The 7x speed improvement in TimesFM-2.5's inference speed has profound implications for its usability and applicability in real-world scenarios. Faster inference translates directly to reduced computational costs, making the model more accessible for resource-constrained environments and large-scale deployments. In industries such as finance, supply chain management, and energy forecasting, where timely predictions are critical, this speed boost can be a game-changer.

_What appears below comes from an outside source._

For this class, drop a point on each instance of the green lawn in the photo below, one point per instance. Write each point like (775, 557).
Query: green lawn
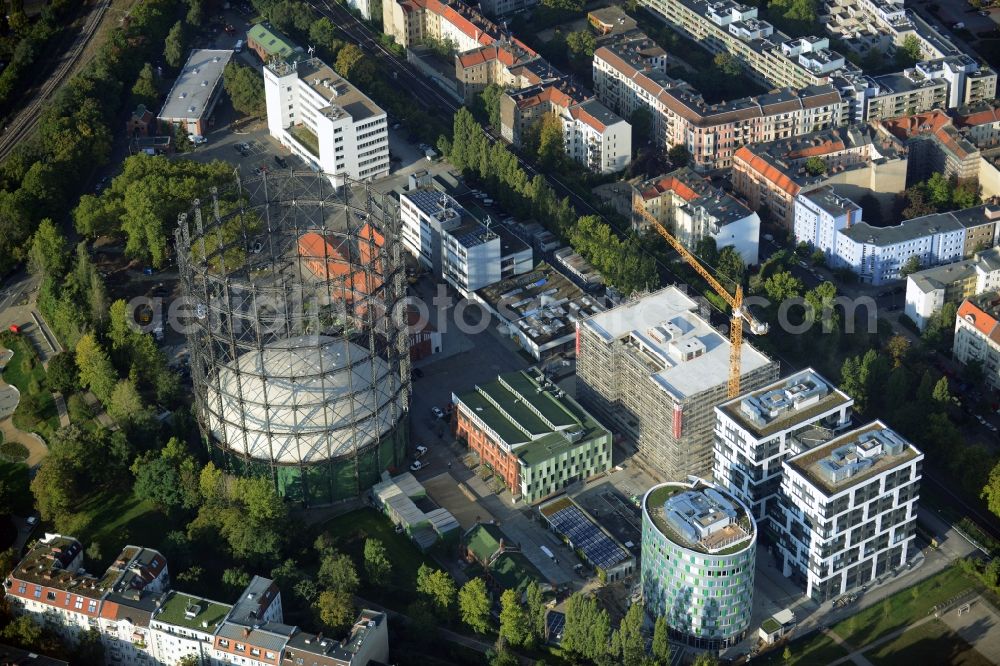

For instance, a financial institution using TimesFM-2.5 for high-frequency trading can execute trades more quickly and efficiently, potentially leading to higher profits. Similarly, a supply chain manager can respond more rapidly to changes in demand, optimizing inventory levels and reducing costs. The faster inference speed also enables more rapid experimentation and iteration during the model development process. Researchers and practitioners can test different model configurations and hyperparameters more quickly, accelerating the pace of innovation. This is particularly important in the rapidly evolving field of time series forecasting, where new techniques and algorithms are constantly emerging. By addressing the inference speed bottleneck, the TimesFM-2.5 team has significantly enhanced the model's practical value and its potential for adoption in various industries. This improvement underscores the importance of considering both accuracy and efficiency when evaluating and developing machine learning models.

Conclusion

In summary, the discussion surrounding data leakage in TimesFM-2.5 highlights the complexities of evaluating time series forecasting models. Identifying the specific datasets contributing to the 8% leakage and understanding their impact on model performance is crucial for ensuring fair and accurate comparisons. The clarifications sought regarding the 7 datasets not shared with TiReX will significantly contribute to this effort. Moreover, the remarkable 7x improvement in inference speed demonstrates a commitment to practical usability, making TimesFM-2.5 a more competitive and valuable tool. By addressing both accuracy and efficiency, the developers have made significant strides in advancing the field of time series forecasting. Further investigation into the leakage issue and the continued pursuit of performance enhancements will undoubtedly contribute to the development of even more robust and reliable forecasting models in the future. This ongoing dialogue and collaborative effort within the community are essential for advancing the state-of-the-art in machine learning. By addressing these challenges head-on, we can build more trustworthy and effective forecasting systems that benefit a wide range of applications.

For further information on data leakage in machine learning, consider exploring resources like this article on Data Leakage in Machine Learning.